However, we can answer the question of how unusual MGW is. Biology offers us a solution. The treeline represents the limit where climatic conditions allow the establishment of new trees. Every year new tree seedlings attempt to establish themselves further up the mountain and generally fail. 52% of studies show the treeline has been going up for the past century, and only 1% show a line receding, indicating that mountain trees are generally responding to global warming and increased CO2 by raising the treeline (Harsch et al., 2009). However, many studies show that at most places the present treeline is still 100-250 meters below Holocene Climatic Optimum treeline levels (figure 106; Reasoner & Tinner, 2009; Cunill et al., 2012; Pisaric et al., 2003).

Figure 106. Holocene treeline changes in the Alps. The approximate Holocene timberline and treeline elevation (m above sea level) in the Swiss central Alps based on radiocarbon-dated macrofossil and pollen sequences. Source: M.A. Reasoner & W. Tinner. 2009. Encyclopedia of Paleoclimatology and Ancient Environments (pp. 442-446).
We must take into account that present elevated CO2 levels might give current trees an advantage over Early Holocene trees. The difference in treeline altitude between now and the Early Holocene imply that MGW is not unusual enough to have returned us to Holocene Climatic Optimum conditions. Therefore, present global warming is within Holocene variability. Reasoner and Tinner (2009) quantify the summer temperature difference in the Alps between now and the Holocene Optimum as: “Assuming constant lapse rates of 0.7° C / 100 m, it is possible to estimate the range of Holocene temperature oscillations in the Alps to 0.8–1.2° C between 10,500 and 4,000 cal. yBP, when average (summer) temperatures were about 0.8–1.2° C higher than today.”
The cryosphere confirms that present conditions are within Holocene variability, as globally glaciers reached their shortest extent at times between 10,000 and 5,000 years ago, when many glaciers that now exist were absent (Solomina et al., 2015). Arctic sea ice was also very much reduced during the Holocene Climatic Optimum compared to present day, and perhaps ice free (less than 1 million km2) during the summers at some periods (Jakobsson et al., 2010; Stein et al., 2017).
MGW is not unusual by Holocene standards in its amplitude, duration, and timing. We cannot rule out that the magnitude of the warming, while not unusual for the Holocene, is unusual for the Neoglacial period that, after all, is characterized by a multi-millennial downward trend in temperatures. If that is the case however it is very difficult to demonstrate because of the mentioned problems of comparing present and past temperatures. Circumstantial evidence supports that the RWP was warmer than present (Holzhauser et al., 2005), but the RWP was extraordinarily long, a millennium, so some of its effects might be because of the long time spent in a warm state not necessarily warmer than the present.
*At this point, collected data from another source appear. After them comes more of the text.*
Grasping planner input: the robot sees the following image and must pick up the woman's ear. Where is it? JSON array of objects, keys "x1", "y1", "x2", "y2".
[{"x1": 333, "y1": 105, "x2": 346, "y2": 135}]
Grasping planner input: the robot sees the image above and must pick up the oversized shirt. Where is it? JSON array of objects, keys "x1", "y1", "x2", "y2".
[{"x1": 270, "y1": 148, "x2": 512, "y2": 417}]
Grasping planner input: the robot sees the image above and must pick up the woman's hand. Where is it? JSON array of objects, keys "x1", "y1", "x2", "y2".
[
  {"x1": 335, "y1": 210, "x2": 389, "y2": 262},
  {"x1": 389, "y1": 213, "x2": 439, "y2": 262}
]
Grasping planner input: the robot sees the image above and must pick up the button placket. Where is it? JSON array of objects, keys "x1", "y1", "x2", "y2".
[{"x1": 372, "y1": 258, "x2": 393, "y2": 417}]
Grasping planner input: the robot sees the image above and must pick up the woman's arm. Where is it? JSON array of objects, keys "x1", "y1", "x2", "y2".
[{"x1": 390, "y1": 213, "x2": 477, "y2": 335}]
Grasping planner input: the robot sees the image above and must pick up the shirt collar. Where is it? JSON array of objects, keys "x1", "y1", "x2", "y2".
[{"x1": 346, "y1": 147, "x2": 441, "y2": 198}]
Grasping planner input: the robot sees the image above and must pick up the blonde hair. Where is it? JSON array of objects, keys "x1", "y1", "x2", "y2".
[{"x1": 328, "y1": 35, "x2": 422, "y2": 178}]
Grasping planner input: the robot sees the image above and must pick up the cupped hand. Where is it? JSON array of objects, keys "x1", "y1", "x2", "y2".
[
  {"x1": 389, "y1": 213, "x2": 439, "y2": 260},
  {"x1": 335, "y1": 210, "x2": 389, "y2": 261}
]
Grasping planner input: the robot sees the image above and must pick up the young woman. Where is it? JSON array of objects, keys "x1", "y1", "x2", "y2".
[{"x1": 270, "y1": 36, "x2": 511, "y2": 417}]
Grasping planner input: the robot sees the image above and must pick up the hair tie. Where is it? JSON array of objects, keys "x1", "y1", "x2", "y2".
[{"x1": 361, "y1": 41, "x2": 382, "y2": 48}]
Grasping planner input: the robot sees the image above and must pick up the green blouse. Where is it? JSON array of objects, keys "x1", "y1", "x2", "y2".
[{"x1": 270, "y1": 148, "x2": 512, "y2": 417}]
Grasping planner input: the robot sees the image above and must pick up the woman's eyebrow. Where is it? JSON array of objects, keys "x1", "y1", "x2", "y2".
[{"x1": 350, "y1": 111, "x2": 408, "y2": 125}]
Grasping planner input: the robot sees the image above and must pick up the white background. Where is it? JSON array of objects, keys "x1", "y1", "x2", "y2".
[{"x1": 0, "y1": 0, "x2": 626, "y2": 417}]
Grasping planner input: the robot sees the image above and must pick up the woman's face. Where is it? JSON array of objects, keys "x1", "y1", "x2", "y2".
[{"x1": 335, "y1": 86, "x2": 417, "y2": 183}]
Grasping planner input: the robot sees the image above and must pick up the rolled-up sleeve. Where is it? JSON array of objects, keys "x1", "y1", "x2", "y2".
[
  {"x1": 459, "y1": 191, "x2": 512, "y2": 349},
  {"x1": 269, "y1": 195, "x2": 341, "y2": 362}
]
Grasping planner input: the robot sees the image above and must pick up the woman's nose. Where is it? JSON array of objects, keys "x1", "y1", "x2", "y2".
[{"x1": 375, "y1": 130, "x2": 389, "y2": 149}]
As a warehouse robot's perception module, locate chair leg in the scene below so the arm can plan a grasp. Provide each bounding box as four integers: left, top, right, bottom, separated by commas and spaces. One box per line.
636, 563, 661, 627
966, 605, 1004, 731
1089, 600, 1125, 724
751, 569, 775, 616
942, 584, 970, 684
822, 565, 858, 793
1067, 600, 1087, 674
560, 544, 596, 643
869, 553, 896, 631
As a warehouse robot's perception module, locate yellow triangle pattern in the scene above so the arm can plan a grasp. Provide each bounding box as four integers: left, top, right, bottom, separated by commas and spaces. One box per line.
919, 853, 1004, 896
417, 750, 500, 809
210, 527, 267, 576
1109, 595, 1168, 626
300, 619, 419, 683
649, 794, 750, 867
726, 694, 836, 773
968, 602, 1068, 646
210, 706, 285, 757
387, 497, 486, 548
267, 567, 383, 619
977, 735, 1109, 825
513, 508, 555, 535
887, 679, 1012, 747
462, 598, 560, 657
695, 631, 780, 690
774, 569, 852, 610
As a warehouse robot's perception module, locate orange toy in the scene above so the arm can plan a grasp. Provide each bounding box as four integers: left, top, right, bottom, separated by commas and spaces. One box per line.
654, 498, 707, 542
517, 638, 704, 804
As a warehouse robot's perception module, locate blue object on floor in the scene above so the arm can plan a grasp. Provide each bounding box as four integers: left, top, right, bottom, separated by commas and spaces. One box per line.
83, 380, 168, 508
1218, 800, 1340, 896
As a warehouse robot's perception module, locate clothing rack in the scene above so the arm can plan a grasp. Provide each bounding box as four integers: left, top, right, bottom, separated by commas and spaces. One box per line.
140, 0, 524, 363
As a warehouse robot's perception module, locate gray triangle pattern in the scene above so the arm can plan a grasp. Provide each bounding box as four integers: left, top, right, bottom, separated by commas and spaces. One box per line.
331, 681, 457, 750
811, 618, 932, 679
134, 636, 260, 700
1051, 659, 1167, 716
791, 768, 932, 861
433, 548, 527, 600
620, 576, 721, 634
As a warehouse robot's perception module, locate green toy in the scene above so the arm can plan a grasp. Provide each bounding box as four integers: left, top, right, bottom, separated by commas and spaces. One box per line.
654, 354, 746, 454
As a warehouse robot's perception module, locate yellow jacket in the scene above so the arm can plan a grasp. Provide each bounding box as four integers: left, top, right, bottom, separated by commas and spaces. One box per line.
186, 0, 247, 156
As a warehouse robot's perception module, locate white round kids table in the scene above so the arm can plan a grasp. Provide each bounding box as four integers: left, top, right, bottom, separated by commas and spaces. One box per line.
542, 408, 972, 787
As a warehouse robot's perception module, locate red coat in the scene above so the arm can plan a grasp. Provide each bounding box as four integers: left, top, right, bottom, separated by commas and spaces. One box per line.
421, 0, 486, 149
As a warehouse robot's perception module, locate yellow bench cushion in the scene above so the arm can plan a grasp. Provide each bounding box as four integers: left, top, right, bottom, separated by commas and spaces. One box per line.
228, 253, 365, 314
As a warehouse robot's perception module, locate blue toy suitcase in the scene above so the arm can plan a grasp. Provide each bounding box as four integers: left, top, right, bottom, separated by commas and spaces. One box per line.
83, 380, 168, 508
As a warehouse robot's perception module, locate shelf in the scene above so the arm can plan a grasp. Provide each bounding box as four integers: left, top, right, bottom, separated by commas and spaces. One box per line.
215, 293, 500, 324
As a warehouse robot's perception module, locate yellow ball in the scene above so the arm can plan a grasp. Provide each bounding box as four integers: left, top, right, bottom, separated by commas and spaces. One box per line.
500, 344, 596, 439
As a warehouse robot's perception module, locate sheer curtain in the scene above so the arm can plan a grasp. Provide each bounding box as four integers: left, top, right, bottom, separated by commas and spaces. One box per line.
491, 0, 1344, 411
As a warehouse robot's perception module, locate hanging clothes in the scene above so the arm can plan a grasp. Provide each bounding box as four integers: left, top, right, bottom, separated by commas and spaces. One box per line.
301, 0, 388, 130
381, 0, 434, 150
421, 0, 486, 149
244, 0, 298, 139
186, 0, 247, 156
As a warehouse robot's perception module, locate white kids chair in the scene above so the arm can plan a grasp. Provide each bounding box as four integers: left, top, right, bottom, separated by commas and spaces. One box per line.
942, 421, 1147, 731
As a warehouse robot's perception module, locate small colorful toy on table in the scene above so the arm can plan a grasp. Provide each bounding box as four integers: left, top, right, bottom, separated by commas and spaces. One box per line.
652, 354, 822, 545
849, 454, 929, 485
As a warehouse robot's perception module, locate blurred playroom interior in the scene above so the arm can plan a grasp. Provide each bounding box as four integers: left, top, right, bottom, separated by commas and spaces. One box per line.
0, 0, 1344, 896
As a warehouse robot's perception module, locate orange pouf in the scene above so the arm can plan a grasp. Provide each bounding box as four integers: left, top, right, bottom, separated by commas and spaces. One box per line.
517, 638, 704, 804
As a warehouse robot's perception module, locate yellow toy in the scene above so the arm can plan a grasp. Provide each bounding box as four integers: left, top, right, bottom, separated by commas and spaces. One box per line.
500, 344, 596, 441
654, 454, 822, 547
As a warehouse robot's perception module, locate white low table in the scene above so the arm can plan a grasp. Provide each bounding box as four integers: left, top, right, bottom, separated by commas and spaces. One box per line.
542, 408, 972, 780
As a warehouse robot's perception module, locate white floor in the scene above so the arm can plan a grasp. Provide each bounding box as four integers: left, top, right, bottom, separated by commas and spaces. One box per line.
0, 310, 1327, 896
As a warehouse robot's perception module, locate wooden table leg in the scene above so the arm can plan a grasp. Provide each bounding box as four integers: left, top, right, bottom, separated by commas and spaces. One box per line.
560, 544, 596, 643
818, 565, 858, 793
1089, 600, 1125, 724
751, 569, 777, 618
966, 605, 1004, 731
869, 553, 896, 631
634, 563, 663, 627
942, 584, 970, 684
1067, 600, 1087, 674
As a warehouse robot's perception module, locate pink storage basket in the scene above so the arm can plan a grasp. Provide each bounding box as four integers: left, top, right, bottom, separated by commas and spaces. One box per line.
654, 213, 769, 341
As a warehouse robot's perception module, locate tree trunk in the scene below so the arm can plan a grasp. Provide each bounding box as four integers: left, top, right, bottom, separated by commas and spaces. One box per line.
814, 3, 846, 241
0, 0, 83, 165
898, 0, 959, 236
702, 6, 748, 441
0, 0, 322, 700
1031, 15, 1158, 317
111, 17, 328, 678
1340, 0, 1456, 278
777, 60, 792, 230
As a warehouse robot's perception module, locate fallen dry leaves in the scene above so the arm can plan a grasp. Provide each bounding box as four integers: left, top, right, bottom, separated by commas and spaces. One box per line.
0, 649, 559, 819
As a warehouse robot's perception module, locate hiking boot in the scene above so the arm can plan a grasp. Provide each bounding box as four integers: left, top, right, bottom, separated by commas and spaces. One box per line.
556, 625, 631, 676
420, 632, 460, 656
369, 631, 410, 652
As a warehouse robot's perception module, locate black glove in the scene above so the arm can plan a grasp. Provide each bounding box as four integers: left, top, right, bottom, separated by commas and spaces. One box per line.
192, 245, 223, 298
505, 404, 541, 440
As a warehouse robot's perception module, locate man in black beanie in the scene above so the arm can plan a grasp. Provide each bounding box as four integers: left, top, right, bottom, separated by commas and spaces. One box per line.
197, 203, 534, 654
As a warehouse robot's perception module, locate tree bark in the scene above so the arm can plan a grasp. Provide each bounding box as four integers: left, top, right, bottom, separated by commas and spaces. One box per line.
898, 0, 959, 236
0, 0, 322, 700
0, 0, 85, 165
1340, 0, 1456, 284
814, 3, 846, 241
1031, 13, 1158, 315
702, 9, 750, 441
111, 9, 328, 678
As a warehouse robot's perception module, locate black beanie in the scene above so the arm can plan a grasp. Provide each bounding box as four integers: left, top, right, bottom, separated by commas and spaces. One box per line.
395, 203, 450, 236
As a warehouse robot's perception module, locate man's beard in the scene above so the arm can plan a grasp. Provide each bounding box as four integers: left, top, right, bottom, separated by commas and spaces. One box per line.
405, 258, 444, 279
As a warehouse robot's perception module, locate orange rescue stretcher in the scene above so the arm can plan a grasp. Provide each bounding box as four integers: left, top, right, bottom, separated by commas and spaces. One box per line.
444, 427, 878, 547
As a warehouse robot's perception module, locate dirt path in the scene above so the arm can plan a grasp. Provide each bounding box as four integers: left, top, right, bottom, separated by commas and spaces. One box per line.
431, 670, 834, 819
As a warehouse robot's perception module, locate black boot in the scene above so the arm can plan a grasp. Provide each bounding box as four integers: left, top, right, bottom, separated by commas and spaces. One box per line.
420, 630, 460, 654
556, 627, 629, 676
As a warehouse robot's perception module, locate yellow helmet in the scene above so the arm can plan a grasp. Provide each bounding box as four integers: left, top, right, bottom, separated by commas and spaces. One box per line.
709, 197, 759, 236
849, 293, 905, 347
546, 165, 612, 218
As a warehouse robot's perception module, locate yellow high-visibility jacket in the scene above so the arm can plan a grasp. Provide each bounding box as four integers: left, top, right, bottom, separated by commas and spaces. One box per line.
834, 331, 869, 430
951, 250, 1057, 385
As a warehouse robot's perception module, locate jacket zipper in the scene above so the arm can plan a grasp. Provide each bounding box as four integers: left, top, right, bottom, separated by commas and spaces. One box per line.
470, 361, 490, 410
Modern Global Warming displays an unusual cryosphere response
If MGW is not unusual by Holocene standards, it becomes important to inquire about the climatic response to the increased atmospheric CO2 levels. Is there anything unusual about MGW? The answer is a clear yes. The cryosphere (with the exception of Antarctica) is showing a very unusual response to MGW. For the last two decades glaciologists have recognized that global glacier changes over the past 170 years are not cyclical and greatly exceed the range of the previously known periodic variations of glaciers (Solomina et al., 2008; figure 107). Koch et al. (2014), attest that the global scope and magnitude of glacier retreat likely exceed the natural variability of the climate system and cannot be explained by natural forcing alone. Goehring (2012) states that after 5 kyr BP, the Rhône Glacier was larger than today, and its present extent therefore likely represents its smallest since the middle Holocene. Solomina et al. (2008) defend that Alpine glacier volumes have become smaller now than during at least the past ~ 5000 years. And Bakke et al. (2008; figure 107 d) have measured a retreat of maritime glaciers along western Scandinavia over the last century that is unprecedented in the entire Neoglacial period spanning the last 5200 years. Solomina et al. (2016) resume the global glacier situation:
“The current globally widespread glacier retreat is unusual in the context of the past two millennia and, indeed, for the whole Holocene. Contemporary glacier retreat breaks a long-term trend of increased glacier activity that dominated the past several millennia. The trend of glacier retreat is global, and the rate of this retreat has increased in the past few decades. The observed widespread glacial retreat in the past 100–150 years requires additional forcing outside the realm of natural changes for their explanation.”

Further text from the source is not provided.